New Vehicle Type crosswalk and allocations

danrademacher commented 4 years ago

Warning that this is not simple! But I hope I've lined it up in a way that's reasonably well thought out.

This issue is the first step in a series of changes we'll be making to allow for filtering and inspection of crash data based on "vehicle type". This issue is confined to the ETL needs. We'll have separate issues for the actual filter and display requirements.

The data as given from NYC open data (as shown here on their Socrata site) is very messy, including almost a thousand variants, including a lot of misspellings and partials. The API source data includes up to 5 "vehicle type" fields per crash, to account for multivehicle crashes, though CHEKPEDS has reviewed the data and 99%+ crashes are accounted for by the first three

We currently store the data in a JSON array in a single field, vehicle_type. The goal here is to store cleaned up domain values for vehicle type and also do some new allocation of injuries and fatalities to account for some special cases, like bikes. This issue describes this as fully as I can, and then we can see if anything is missing:

From 900+ variants to 8 values.

First, we need to translate those messy values into a set of canonical values:

E-BIKE-SCOOT
MOTORCYCLE-MOPED
SUV
CAR
OTHER
TRUCK
BICYCLE
BUS-VAN

Using this crosswalk provided by CHEKPEDS: https://chekpeds.carto.com/tables/vehicletype_crosswalk_prod/table

Where we look up nyc_vehicletype and write into a new field the matching value from crashmapper_vehicletype, or fall back to OTHER if nothing is found. The goal is to keep this crosswalk as a table in CARTO so that as new weird values turn up in the source data, we can update the crosswalk using CARTO's existing web UI and then translate those new values into one of our eight domain values. We really need only distinct types here. We won't use crashmapper_vehicletype to count the number of total vehicles involved, so a CAR,CAR,CAR would be the same as CAR

(Note that I assume any changes to the 8 domain values would require code changes in filtering elements we implement in future tasks in other repos.)
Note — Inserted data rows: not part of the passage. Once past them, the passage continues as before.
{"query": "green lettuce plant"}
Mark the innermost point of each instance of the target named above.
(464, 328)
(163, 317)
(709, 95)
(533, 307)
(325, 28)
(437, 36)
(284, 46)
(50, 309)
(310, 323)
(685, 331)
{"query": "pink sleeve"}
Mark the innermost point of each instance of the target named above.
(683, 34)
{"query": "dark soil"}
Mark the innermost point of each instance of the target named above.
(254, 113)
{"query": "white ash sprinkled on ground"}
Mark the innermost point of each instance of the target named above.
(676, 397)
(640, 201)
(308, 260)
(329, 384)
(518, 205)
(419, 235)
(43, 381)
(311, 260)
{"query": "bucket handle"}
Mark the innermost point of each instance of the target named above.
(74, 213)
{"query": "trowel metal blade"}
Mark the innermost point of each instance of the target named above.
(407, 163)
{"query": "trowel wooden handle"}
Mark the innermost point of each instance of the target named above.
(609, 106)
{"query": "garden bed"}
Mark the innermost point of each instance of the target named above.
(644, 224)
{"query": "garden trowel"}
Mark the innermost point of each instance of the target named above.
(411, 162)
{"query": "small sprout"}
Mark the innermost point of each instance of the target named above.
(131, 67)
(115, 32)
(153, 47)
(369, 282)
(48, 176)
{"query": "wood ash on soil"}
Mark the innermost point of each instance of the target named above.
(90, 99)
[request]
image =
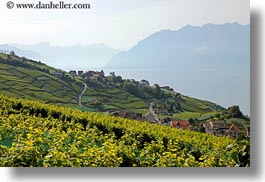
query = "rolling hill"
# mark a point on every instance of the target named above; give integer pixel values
(210, 61)
(24, 78)
(41, 135)
(93, 55)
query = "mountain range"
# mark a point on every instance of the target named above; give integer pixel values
(210, 61)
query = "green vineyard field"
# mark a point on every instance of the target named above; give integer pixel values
(41, 135)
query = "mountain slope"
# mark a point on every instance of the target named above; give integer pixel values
(25, 78)
(210, 62)
(61, 137)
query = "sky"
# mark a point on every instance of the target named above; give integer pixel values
(117, 23)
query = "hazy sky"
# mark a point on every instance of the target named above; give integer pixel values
(117, 23)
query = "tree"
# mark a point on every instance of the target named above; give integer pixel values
(191, 121)
(157, 90)
(12, 53)
(233, 112)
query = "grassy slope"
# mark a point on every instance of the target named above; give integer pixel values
(37, 85)
(33, 84)
(113, 98)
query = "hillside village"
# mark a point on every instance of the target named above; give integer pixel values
(213, 127)
(156, 114)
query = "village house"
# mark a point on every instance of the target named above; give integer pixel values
(58, 74)
(183, 124)
(144, 83)
(92, 75)
(233, 131)
(80, 73)
(221, 128)
(73, 72)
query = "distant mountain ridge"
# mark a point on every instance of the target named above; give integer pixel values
(209, 61)
(189, 46)
(66, 57)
UI will be a separate task, but this first step should enable a filter like this:

Pending the next section of this issue, I'm pausing on a determination whether the translated vehicle types should be stored as an array or in some other fashion. I do think we should retain the existing vehicle_type array as is, to make this translation nondestructive.

Portioning out the injured and the killed

The above translation would be sufficient to allow for basic filtering of crashes by involved vehicles -- "Show me crashes involving an SUV or CAR or TRUCK" like the push button Crash Type filters we have on the current application.

There's a further wrinkle in that we'll want to also know what proportion of injuries or fatalities were attributable to each vehicle type, but without double or triple-counting. If we simply add up all fatalities, say, where CAR and SUV are involved, a crash of an SUV and car with a single fatality could create 1+1, when what we want to do is say that they were each equally responsible for a single fatality, so 0.5+0.5. With the further challenge that a BICYCLE is the cause of a fatality only when no other vehicles are involved.

So I think what we would need to do here is:

get the count of the number of distinct crashmapper_vehicletypes involved
if that's >1, check for bike, if bike=true, then subtract 1 from total vehicle types
divide the number of fatalities and injuries by the number from 2.

But then it gets even more gnarly, in that we also need to retain whether the injured or killed were walking, biking, or driving.

Though this makes for a large schema, seems like a clear option would be to create a set of 48 (!) fields that directly allocate to the 8 canonical types:

e-bike-scoot boolean?
- e-bike-scoot_pedInjury
- e-bike-scoot_bikeInjury
- e-bike-scoot_motoristInjury
- e-bike-scoot_pedFatality
- e-bike-scoot_bikeFatality
- e-bike-scoot_motoristFatality

... and so on for all 8 crashmapper_vehicletypes

Then we could always query the same fields for the same mode-related injury/death data, and rows without that data simply wouldn't contribute to the total.

Visualizing that data will be a challenge, but first we have to get the data (and I do have a plan for visualization within current application structure).

I suspect we should work with a small subset of data, like the past month or two, before we try to run this against the whole dataset, which is going to its own challenge.

gregallensworth commented 4 years ago

A little early R&D of some bits and pieces.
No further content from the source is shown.